トテチテタ、トテチテタ⑤
福山市の外れにある就労継続支援B型事業所「トテチテタ」は、朝になるといつも少しだけ騒がしい。玄関の引き戸がガラガラと開くたび、利用者さんたちの声が重なり、コーヒーの香りと混ざって、なんとも言えない温かい空気が流れ込んでくる。第5話です。
風の強い日
![]() |
| 風の強い日 |
その日は朝から風が強かった。トテチテタの玄関を開けると、春の風が勢いよく吹き込み、掲示板のチラシが一枚、ひらりと床に落ちた。
「今日は飛びますね」
マサトが折り紙の袋を抱えながらつぶやいた。
「飛ぶのはドラゴンだけにしてほしいけどね」
私は笑った。ユウタは、風に揺れる髪を押さえながら言った。
「ミキさん、今日のチラシ配り、ぼくがリーダーやります!」
「お、頼もしいね」
「風に負けない方法、考えてきました!」
ユウタは胸を張った。その横で、カズマが地図を広げる。
「今日は風避けルートを使います。建物が多いので、風が弱いです」
「さすがカズマ。じゃあ、三人で行こうか」
裏道
商店街の裏道は、建物が密集していて、確かに風が弱かった。カズマは地図を見ながら、慎重に歩く。
「ここを右に行くと、風が強くなります。今日は左です」
「了解です、隊長!」
ユウタが敬礼する。マサトは折り紙のドラゴンをポケットにしまい、風の様子をじっと観察していた。
「今日は飛ばせません。風が荒れています」
そんな会話をしながら歩いていると、突然、ユウタが立ち止まった。
「ミキさん大変です」
「どうしたの?」
「ポストがなくなってます!」
見ると、いつもチラシを入れている古いアパートのポストが、工事のために取り外されていた。
「ほんとだ。工事中だね」
ユウタはチラシを握りしめ、真剣な顔になった。
「どうしましょう配れません」
「今日はここはスキップでいいよ」
「いや、でも」
ユウタはアパートの入り口を見つめ、何かを考えているようだった。
乗り越えた!
そのとき、アパートの奥から工事のお兄さんが出てきた。
「すみませーん、ここ工事中なんで」
ユウタがすかさず前に出た。
「あの!ぼくたち、チラシ配りに来たんです!
でもポストがなくてどうしたらいいですか!」
お兄さんは驚いたように目を丸くした。
「え、ああ、チラシ?ああ、これか」
お兄さんは、足元の段ボール箱を指さした。
「住民の人に渡す郵便物、全部ここに入れてるんだ。
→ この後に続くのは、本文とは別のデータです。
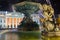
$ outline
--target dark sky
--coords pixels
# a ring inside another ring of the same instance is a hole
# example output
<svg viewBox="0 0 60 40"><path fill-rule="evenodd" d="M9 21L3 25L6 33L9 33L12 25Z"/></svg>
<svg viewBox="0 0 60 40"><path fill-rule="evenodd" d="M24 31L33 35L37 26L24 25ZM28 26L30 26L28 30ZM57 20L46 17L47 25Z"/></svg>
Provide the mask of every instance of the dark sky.
<svg viewBox="0 0 60 40"><path fill-rule="evenodd" d="M0 0L0 11L12 11L11 5L24 0ZM35 0L37 2L45 2L45 0ZM50 0L55 13L60 13L60 0ZM45 2L46 3L46 2Z"/></svg>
もしよかったら、その箱に入れてくれたら、あとで渡しとくよ」
「いいんですか!」
「もちろん」
ユウタはぱっと笑顔になり、チラシを丁寧に箱へ入れた。
「ありがとうございます!
ぼく、今日のリーダーなんです!」
「おお、頼もしいなあ」
お兄さんは笑いながら、ユウタの頭を軽くなでた。その横で、カズマが地図にメモを書き込んでいた。
「ここは工事中ルートとして記録します」
マサトは折り紙のドラゴンを取り出し、お兄さんにそっと差し出した。
「これ、お礼です」
「え、いいの?ありがとう!」
お兄さんは嬉しそうにドラゴンを受け取った。
リーダー
事業所へ戻る途中、ユウタが言った。
「ミキさん、ぼくちゃんとリーダーできましたか?」
「うん。すごくよかったよ。あのお兄さんとのやり取り、完璧だった」
「ほんとですか!」
「うん。あれは交渉っていうんだよ」
「交渉!」
ユウタは胸を張った。
「ぼく、交渉できるんだ!」
「できるよ。今日、見せてもらったからね」
カズマが地図を見ながら言った。
「ユウタさん、今日の交渉、地図に記録しておきます」
「地図に!?」
「はい。ユウタ交渉ポイントとして」
マサトは折り紙の袋を抱えながら言った。
「ドラゴンも喜んでいます」
私は笑いながら三人を見た。この子たち、ほんとにいいチームだな。春の風が、少しだけ優しくなった気がした。